Kost und Logis: Dunkel und stickig

Nr. 44 –

Karin Hoffsten lernt den neuen Gotthardbasistunnel kennen

Nach langer Zeit mal wieder Ferien im Tessin, viel Betrieb im Eurocity, wir landen im Familienabteil, um uns herum gut gelaunte Familien mit Kindern vom Säugling bis zum Teenie. Um ein Getränk zu besorgen, steht zu viel im Weg, aber nach Bellinzona sinds ja nur noch anderthalb Stunden ­– dank neuster Technik ein Katzensprung.

Um 12.59 Uhr hält mitten in einem Tunnel der Zug. Züge halten immer mal wieder, seis auf offener Strecke oder im Tunnel. «Noch dreizehn Minuten bis Bellinzona», sage ich zu meinem Begleiter. Nach zehn Minuten steht der Zug immer noch, er steht auch noch nach zwanzig Minuten. Schliesslich teilt eine beruhigende Männerstimme mit, man habe eine Störung, arbeite kräftig an deren Behebung, könne aber leider noch nicht sagen, wann es weitergehe. Okay. Eltern spielen mit ihren Kindern, Erwachsene schauen ins Handy oder in ihr Buch. Ab und zu flackert das Licht.

Nach weiteren zwanzig Minuten heisst es, man könne die Störung leider nicht beheben, aber es komme ein anderer Zug, der unseren rausziehen werde. Die Stimme sagt noch: «Jetzt kommt grad ein Wagen von Schutz und Rettung» – und dann ist Schluss. Der Strom ist ausgefallen und damit auch Lautsprecher, Licht und Klimaanlage. Zum Glück neige ich nicht zu Klaustrophobie, aber ich stelle mir vor, wie es jetzt Menschen geht, die darunter leiden.

Eine Stunde später werden wir am Zielort erwartet. Ich will Bescheid sagen, aber mein Handyakku ist leer. Aufladen geht nicht, weil ja kein Strom aus der Steckdose kommt. Ein Mitreisender leiht mir sein Gerät. Die Lampen im Tunnel werfen einen gelblichen Schein in den Zug; wer noch Strom hat, leuchtet den Kindern mit dem Handy auf ihre Spiele. Niemand regt sich auf.
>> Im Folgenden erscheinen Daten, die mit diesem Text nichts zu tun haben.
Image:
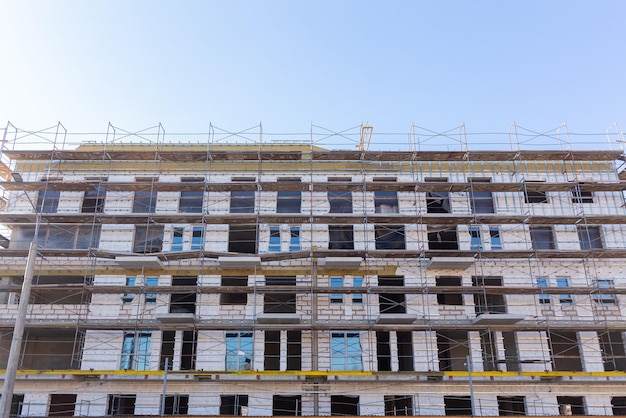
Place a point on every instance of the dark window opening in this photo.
(619, 405)
(449, 298)
(183, 302)
(442, 238)
(168, 339)
(437, 201)
(145, 200)
(287, 405)
(294, 350)
(48, 201)
(511, 405)
(481, 201)
(405, 351)
(486, 302)
(340, 202)
(191, 201)
(571, 405)
(62, 404)
(564, 351)
(532, 195)
(289, 201)
(386, 202)
(148, 239)
(340, 237)
(242, 239)
(234, 405)
(121, 405)
(453, 349)
(344, 405)
(457, 405)
(581, 196)
(279, 302)
(242, 201)
(612, 348)
(272, 350)
(390, 237)
(176, 405)
(383, 351)
(93, 200)
(235, 298)
(391, 302)
(398, 405)
(589, 237)
(542, 238)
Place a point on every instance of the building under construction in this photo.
(238, 276)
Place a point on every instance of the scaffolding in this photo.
(417, 259)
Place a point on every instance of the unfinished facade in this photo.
(292, 279)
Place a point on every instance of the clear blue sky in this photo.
(335, 64)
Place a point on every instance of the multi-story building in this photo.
(289, 279)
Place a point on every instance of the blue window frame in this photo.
(336, 298)
(346, 351)
(274, 246)
(197, 238)
(294, 240)
(239, 350)
(476, 242)
(543, 298)
(177, 239)
(357, 298)
(496, 242)
(151, 297)
(136, 351)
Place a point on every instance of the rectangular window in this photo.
(476, 241)
(564, 299)
(242, 201)
(176, 405)
(386, 202)
(242, 239)
(542, 282)
(289, 201)
(93, 200)
(481, 201)
(532, 195)
(357, 298)
(235, 298)
(449, 298)
(274, 246)
(579, 195)
(48, 201)
(336, 298)
(340, 237)
(346, 351)
(390, 237)
(542, 238)
(280, 301)
(234, 405)
(146, 197)
(589, 237)
(197, 238)
(177, 239)
(148, 239)
(604, 298)
(294, 238)
(496, 242)
(121, 405)
(191, 200)
(136, 351)
(239, 351)
(151, 297)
Nur die Luft wird immer mehr zum Problem, zum Schneiden dick regt sie bedrohliche Gedanken an. «Wie lange hier wohl noch der Sauerstoff reicht?», fragt sich mein Begleiter, und ich bekomme Kopfweh.

Ein paar Passagier:innen laufen durch den Zug und bringen Gerüchte mit: Man könne die Bremsen nicht lösen, wir würden evakuiert. Eine junge Zugbegleiterin eilt vorbei, ja, das stimme, aber sie wisse auch nicht mehr. Ungefähr um 15 Uhr verdichtet sich das Gerücht: Wir sollen aussteigen.

Auf dem schmalen Bahnsteig weiss zuerst niemand, wohin es geht. Als aus weiter Ferne über dem Lärm irgendwas gerufen wird, wählt man diese Richtung. Und so ziehen, wie einst das Volk Israel ins Heilige Land, rund 800 Menschen mit Sack, Pack und Kinderwagen an der Tunnelwand entlang, bis ein Durchgang zu einem Paralleltunnel führt, in dem ein leerer Zug wartet. Erst dort lösen sich die Zungen, wird die Angst zum Thema. Mulmig war es allen. Als wir nach einigen Minuten endlich wieder Tageslicht sehen, ist es 16 Uhr.

Als tröstliches Fazit bleibt: Viele Menschen sind sehr hilfsbereit! Aber bezüglich Evakuationen sollte die SBB vielleicht noch ein paar Trainings ansetzen, im Fokus: die Kommunikation.

Nie mehr ein böses Wort über die SBB wolle sie hören, schrieb Karin Hoffsten in ihrer letzten Kolumne. Das schliesse ja die Benennung von Tatsachen nicht aus, ergänzt sie heute.